I haven't gotten this to work for small values of n or yet figured out larger test cases.

But it is certainly interesting enough to share at this point.

>>5521

One more example for c=14904371.

Previous iterative search solved this in 2166 steps.

For this example, the u2 formula needed to be adjusted slightly to:

u2 = (u1 factor - "u2 factor offset") * (f-2 div 40) - 1

previous examples used the formula:

u2 = (u1 factor - "u2 factor offset") * (f-2 div 40)

The "step factor" column is pretty irrelevant and just indicates the total number of iterations required to get to the correct solution. So in this example, the total number of iterations would be 60 instead of 2166. Still a pretty good performance improvement.

The main issues with this approach are:

1) determining where that "u2 factor offset" value comes from.

2) when the u2 needs the -1 additional offset.

3) How to make this approach work where the small n values are lower than the first f-2 div 40 triangle.

>>5522

Continuing with work on a revised iterative approach from 2 triangles.

Pics attached are for c=6107 and c=209785063.

These examples show multiple pathways to a solution using different combinations of factors and offsets.

The two triangles are calculated as follows:

u1 = "u1 factor" * (f-2 div 40)

u2 = ("u1 factor" - "u2 factor offset") * (f-2 div 40) - "u2 offset"

I'm not quite sure yet how to pick appropriate "u2 factor offset" or "u2 offset" values. These tests just run through multiple combinations and show only prime solution matches. (u2 factor offsets from 1 to 100, and u2 offsets from 0 to 5)

The "u1 factor" column + 1 is the number of iterations required for the "u2 factor offset" and "u2 offset" values.

For c=209785063, my current best case scenario is 289 iterations, compared to 3705 in the previous iterative search solution.

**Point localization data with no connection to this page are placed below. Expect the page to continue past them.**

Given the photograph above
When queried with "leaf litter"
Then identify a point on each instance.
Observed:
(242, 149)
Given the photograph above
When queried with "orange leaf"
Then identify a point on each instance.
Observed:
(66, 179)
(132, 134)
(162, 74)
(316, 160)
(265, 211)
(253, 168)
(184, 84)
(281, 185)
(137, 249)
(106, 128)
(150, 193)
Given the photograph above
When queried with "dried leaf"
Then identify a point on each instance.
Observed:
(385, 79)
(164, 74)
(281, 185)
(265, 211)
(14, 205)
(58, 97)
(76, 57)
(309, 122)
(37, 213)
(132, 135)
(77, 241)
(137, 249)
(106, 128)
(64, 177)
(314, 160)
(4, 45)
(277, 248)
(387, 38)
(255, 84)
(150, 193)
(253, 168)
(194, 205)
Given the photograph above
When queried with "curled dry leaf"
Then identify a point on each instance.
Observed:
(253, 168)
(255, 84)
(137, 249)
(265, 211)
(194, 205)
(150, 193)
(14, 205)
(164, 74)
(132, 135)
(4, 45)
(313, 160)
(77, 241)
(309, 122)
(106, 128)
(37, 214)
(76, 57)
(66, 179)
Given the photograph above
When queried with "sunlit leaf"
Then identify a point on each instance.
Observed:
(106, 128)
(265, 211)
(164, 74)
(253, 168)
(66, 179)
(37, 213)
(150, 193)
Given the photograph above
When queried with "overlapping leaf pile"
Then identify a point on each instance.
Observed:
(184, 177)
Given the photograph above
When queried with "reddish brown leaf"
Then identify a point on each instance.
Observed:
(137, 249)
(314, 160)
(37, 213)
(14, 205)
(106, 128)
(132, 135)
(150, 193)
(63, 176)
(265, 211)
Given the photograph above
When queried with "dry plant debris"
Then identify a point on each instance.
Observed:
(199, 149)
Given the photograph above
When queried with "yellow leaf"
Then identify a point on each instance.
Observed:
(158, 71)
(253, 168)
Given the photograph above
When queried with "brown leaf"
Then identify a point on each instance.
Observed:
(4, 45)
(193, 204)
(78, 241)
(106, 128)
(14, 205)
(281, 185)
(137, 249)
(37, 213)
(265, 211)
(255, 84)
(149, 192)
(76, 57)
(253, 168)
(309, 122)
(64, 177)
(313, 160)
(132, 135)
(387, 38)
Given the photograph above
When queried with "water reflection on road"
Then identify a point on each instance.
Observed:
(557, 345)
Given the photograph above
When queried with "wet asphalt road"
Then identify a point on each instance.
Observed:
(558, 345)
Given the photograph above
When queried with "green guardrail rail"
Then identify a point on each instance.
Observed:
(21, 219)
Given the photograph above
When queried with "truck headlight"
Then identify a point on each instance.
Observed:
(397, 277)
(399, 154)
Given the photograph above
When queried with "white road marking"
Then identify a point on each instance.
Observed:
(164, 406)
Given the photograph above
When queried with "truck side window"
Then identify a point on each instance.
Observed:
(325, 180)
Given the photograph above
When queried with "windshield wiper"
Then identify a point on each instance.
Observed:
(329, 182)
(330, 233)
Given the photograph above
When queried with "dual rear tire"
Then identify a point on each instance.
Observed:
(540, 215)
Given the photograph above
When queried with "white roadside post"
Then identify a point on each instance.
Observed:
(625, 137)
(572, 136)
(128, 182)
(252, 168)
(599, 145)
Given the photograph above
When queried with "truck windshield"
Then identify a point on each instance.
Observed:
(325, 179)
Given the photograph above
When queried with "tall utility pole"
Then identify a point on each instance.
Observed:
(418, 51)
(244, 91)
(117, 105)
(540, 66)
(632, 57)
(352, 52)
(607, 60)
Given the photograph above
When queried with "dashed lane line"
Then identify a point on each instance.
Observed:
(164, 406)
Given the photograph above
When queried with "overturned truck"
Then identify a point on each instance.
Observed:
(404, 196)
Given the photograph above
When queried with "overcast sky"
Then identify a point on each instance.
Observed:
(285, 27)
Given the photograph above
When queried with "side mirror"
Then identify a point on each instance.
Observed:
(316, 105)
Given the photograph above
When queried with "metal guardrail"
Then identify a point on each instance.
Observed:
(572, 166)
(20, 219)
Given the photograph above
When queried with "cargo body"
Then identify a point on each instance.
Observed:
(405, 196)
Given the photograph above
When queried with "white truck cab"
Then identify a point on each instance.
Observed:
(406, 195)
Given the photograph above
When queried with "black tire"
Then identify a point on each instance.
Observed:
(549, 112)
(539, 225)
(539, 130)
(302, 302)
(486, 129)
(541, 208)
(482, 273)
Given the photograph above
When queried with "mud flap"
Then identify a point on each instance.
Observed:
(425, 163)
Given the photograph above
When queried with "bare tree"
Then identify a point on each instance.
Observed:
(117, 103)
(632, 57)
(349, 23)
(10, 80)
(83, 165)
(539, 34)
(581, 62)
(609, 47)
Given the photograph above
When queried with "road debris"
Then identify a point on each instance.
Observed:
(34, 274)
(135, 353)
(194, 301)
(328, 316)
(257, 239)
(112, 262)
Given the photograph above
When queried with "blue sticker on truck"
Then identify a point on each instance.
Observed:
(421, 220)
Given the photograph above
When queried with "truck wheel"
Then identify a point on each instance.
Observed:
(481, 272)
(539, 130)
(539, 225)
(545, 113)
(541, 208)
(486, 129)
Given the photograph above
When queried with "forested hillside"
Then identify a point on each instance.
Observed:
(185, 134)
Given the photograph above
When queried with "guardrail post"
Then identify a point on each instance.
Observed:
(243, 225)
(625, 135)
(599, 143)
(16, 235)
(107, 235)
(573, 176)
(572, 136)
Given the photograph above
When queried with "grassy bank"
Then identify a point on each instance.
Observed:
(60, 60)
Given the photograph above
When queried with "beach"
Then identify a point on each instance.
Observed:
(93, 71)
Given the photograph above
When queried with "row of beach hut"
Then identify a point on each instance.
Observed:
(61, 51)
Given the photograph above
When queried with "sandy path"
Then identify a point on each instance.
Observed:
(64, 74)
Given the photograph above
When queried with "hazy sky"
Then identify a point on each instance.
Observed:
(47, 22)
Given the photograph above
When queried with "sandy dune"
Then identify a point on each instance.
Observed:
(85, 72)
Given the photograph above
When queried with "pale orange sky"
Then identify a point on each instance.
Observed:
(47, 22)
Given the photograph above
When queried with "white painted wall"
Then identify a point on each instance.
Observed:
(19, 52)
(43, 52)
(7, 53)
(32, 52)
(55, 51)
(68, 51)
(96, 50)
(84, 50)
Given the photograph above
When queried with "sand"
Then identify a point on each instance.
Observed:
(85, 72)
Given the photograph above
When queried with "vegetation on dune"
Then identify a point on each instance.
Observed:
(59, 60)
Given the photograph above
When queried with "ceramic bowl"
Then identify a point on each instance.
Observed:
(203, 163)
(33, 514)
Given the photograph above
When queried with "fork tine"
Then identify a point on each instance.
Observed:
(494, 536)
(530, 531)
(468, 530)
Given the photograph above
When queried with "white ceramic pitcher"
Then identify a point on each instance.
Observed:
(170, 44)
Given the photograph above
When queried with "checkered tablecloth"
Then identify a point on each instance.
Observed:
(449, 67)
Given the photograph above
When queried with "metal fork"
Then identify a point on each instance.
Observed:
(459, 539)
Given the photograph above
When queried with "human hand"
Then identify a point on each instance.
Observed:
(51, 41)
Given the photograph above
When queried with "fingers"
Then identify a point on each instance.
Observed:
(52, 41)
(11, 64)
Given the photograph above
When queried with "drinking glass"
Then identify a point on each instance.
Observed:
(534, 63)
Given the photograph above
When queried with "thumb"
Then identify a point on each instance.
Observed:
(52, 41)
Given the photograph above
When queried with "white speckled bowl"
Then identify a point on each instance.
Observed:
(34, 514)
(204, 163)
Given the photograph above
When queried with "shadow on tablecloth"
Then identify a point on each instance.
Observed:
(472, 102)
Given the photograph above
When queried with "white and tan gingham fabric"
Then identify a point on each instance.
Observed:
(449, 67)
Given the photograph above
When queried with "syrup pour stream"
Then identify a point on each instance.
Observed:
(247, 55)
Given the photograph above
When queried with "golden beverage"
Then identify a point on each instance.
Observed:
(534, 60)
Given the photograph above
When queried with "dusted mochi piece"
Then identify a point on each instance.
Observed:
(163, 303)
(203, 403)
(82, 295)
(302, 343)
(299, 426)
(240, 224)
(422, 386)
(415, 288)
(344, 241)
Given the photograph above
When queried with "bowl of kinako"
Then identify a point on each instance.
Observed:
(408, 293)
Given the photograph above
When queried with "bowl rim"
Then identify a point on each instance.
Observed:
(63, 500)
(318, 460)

For c=6107, there are a number of cases where even negative u2 values find the correct solution. This may equate to the -x records we previously explored in the grid. Best scenario here is 1 calculation. (cool)

Haven't gotten this to work for all examples yet.

>>5562

Pic attached is a summary of relevant odd x+n squares showing parities and values. Additional odd x+n records from e=1 to 24, n=1 to 10, and t=1 to 10 can be downloaded via pastebin.com/XJagiXg0.

Interesting that n-1 parity always matches e parity.

Also, noticed some weird behaviour in d parities for e values at e mod 8 - 1. (i.e. e=7, 15, 23, etc.)

Sample of this odd x+n data is posted at pastebin.com/AvSzBeFQ for e=7, n=1 to 50, and t=1 to 50.

Specifically, where n mod 4 = 0, the odd and even parities cycle, whereas other n values they look to always be odd.

>>5582

Excellent approach. Looking into this further.

Initial observation is that perhaps there is an upper bound on n values for each possible x+n combination, which would enable us to make much larger jumps during iteration.

Is there a formula to calculate that maximum (n-1) from an (x+n)?